= Vino Greco =

Style name of Roman imitation of Greek wines

Vino Greco is the name of a wine style which originated, at least 2,150 years ago, as an Italian imitation of the sweet, strong Greek wines that were exported to Italy at the period of the Roman Republic and Roman Empire. Its names in other languages were: Latin vinum graecum; English Greek, greke, wine greke; French vin grec. The earliest recipe for vinum Graecum is in Cato the Elder's manual of farming, De agri cultura, compiled around 150 BC. Salt is added to the must. Once sealed in amphoras, vinum graecum is matured under the sun for two years before sale. Incidentally, the name did not necessarily cause confusion with real exported Greek wine, which was called vinum transmarinum ("overseas wine") in classical Latin.
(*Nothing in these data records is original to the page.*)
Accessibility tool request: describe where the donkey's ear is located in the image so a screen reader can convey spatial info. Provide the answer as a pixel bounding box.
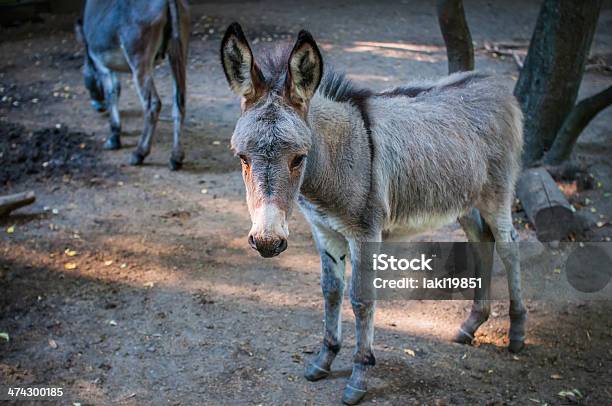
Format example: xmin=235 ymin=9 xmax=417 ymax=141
xmin=220 ymin=22 xmax=265 ymax=104
xmin=285 ymin=30 xmax=323 ymax=110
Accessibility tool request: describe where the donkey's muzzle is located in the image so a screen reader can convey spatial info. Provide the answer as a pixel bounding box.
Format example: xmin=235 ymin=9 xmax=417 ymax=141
xmin=248 ymin=234 xmax=288 ymax=257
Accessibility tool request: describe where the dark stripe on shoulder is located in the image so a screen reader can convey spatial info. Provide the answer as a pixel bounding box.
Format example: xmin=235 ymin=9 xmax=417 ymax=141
xmin=348 ymin=93 xmax=374 ymax=170
xmin=324 ymin=250 xmax=337 ymax=265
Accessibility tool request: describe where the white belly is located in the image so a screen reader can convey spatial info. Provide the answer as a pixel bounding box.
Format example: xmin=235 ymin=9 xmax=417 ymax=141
xmin=383 ymin=211 xmax=462 ymax=241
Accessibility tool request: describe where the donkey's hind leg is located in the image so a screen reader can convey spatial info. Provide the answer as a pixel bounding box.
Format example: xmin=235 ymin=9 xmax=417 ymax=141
xmin=305 ymin=223 xmax=348 ymax=381
xmin=128 ymin=64 xmax=162 ymax=166
xmin=167 ymin=14 xmax=189 ymax=170
xmin=99 ymin=70 xmax=121 ymax=150
xmin=453 ymin=208 xmax=495 ymax=345
xmin=481 ymin=207 xmax=527 ymax=353
xmin=121 ymin=29 xmax=164 ymax=166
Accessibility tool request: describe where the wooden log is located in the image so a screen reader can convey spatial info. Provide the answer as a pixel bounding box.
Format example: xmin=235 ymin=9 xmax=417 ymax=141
xmin=0 ymin=191 xmax=36 ymax=217
xmin=516 ymin=168 xmax=574 ymax=242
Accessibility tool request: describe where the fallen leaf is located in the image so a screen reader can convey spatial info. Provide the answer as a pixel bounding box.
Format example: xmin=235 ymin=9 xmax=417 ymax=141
xmin=143 ymin=281 xmax=155 ymax=288
xmin=0 ymin=332 xmax=9 ymax=342
xmin=104 ymin=260 xmax=114 ymax=266
xmin=48 ymin=338 xmax=58 ymax=349
xmin=64 ymin=249 xmax=78 ymax=257
xmin=6 ymin=226 xmax=15 ymax=233
xmin=553 ymin=268 xmax=561 ymax=274
xmin=404 ymin=348 xmax=416 ymax=356
xmin=120 ymin=263 xmax=128 ymax=269
xmin=64 ymin=262 xmax=77 ymax=270
xmin=109 ymin=320 xmax=117 ymax=326
xmin=550 ymin=373 xmax=562 ymax=380
xmin=596 ymin=221 xmax=606 ymax=228
xmin=558 ymin=389 xmax=583 ymax=400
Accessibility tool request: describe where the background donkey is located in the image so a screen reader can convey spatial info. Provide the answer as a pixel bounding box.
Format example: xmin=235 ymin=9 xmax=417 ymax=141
xmin=221 ymin=23 xmax=526 ymax=405
xmin=75 ymin=0 xmax=190 ymax=170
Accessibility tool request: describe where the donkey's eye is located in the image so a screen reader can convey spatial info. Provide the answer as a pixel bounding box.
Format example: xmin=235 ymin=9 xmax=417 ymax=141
xmin=290 ymin=154 xmax=306 ymax=170
xmin=238 ymin=154 xmax=249 ymax=166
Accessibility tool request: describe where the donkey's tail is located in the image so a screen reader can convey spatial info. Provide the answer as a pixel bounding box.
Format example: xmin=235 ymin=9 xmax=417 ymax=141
xmin=167 ymin=0 xmax=188 ymax=88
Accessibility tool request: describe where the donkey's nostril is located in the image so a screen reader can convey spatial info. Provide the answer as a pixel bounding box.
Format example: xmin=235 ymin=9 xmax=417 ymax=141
xmin=276 ymin=238 xmax=288 ymax=254
xmin=248 ymin=234 xmax=257 ymax=250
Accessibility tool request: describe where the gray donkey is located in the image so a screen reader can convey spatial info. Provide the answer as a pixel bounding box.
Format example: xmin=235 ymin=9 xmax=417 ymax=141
xmin=75 ymin=0 xmax=190 ymax=170
xmin=221 ymin=23 xmax=526 ymax=405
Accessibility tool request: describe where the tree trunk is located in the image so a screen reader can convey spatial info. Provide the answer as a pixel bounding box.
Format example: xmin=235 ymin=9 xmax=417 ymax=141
xmin=514 ymin=0 xmax=602 ymax=167
xmin=544 ymin=85 xmax=612 ymax=165
xmin=436 ymin=0 xmax=474 ymax=74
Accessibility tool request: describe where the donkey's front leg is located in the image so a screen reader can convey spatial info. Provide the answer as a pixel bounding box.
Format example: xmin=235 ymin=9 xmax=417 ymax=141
xmin=343 ymin=237 xmax=379 ymax=405
xmin=305 ymin=226 xmax=348 ymax=381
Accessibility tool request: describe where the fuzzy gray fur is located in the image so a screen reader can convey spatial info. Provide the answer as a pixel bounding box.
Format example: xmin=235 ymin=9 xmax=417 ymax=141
xmin=222 ymin=27 xmax=526 ymax=404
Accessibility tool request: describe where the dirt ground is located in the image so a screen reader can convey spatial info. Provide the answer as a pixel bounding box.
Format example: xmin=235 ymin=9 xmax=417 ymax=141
xmin=1 ymin=1 xmax=612 ymax=405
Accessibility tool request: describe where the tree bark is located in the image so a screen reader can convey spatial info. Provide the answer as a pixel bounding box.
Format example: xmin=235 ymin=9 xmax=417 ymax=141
xmin=514 ymin=0 xmax=602 ymax=167
xmin=544 ymin=85 xmax=612 ymax=165
xmin=436 ymin=0 xmax=474 ymax=74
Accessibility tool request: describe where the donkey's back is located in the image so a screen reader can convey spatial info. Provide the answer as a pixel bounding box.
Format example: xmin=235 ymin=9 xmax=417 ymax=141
xmin=368 ymin=71 xmax=523 ymax=233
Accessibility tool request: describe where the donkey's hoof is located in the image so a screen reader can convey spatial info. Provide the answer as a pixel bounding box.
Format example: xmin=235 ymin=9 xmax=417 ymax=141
xmin=91 ymin=100 xmax=107 ymax=113
xmin=342 ymin=384 xmax=367 ymax=405
xmin=508 ymin=339 xmax=525 ymax=353
xmin=168 ymin=158 xmax=183 ymax=171
xmin=452 ymin=329 xmax=474 ymax=345
xmin=304 ymin=363 xmax=330 ymax=382
xmin=129 ymin=152 xmax=145 ymax=166
xmin=103 ymin=137 xmax=121 ymax=150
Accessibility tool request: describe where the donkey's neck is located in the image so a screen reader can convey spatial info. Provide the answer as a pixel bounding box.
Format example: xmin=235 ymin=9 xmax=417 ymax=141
xmin=300 ymin=95 xmax=373 ymax=216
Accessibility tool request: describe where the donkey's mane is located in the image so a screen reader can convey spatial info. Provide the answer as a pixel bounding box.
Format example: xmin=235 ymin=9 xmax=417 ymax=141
xmin=257 ymin=44 xmax=488 ymax=106
xmin=318 ymin=70 xmax=372 ymax=103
Methods have changed totally over the long history of vino greco, but the name still survives in a few Italian wines, notably the sweet white Greco di Bianco and Greco di Gerace from southern Calabria (they both can be only produced in Reggio Calabria area).

==Middles Ages to modern day==
Vino greco reappears in late medieval and early modern texts from Italy, France, Catalonia, Germany and England. Curiously, the 14th century Florentine merchant Francesco Pegolotti records in Pratica della mercatura (c. 1340) that vino greco was exported from Italy to Constantinople, the Byzantine Greek capital. Again, there was not necessarily any confusion, since wine exported from Greece was at that period usually called vino di Romania (Rumney wine in English).

The Italian gastronome Platina, in De honesta voluptate et valetudine (1475), says that the best vino greco was made at San Gimignano (Non improbatur et graecum, maxime vero quod in oppidum Geminianum in Hetruria nascitur), but he is careful to distinguish it from the still-famous Vernaccia di San Gimignano. Vino greco or wine Greek is described by several authors as being made on the slopes of Mount Vesuvius; one such traveller is the scientist John Ray, writing in 1673. Ray distinguishes this Greco from another Vesuvian type, Lagrime, which is evidently the wine now called Lacryma Christi.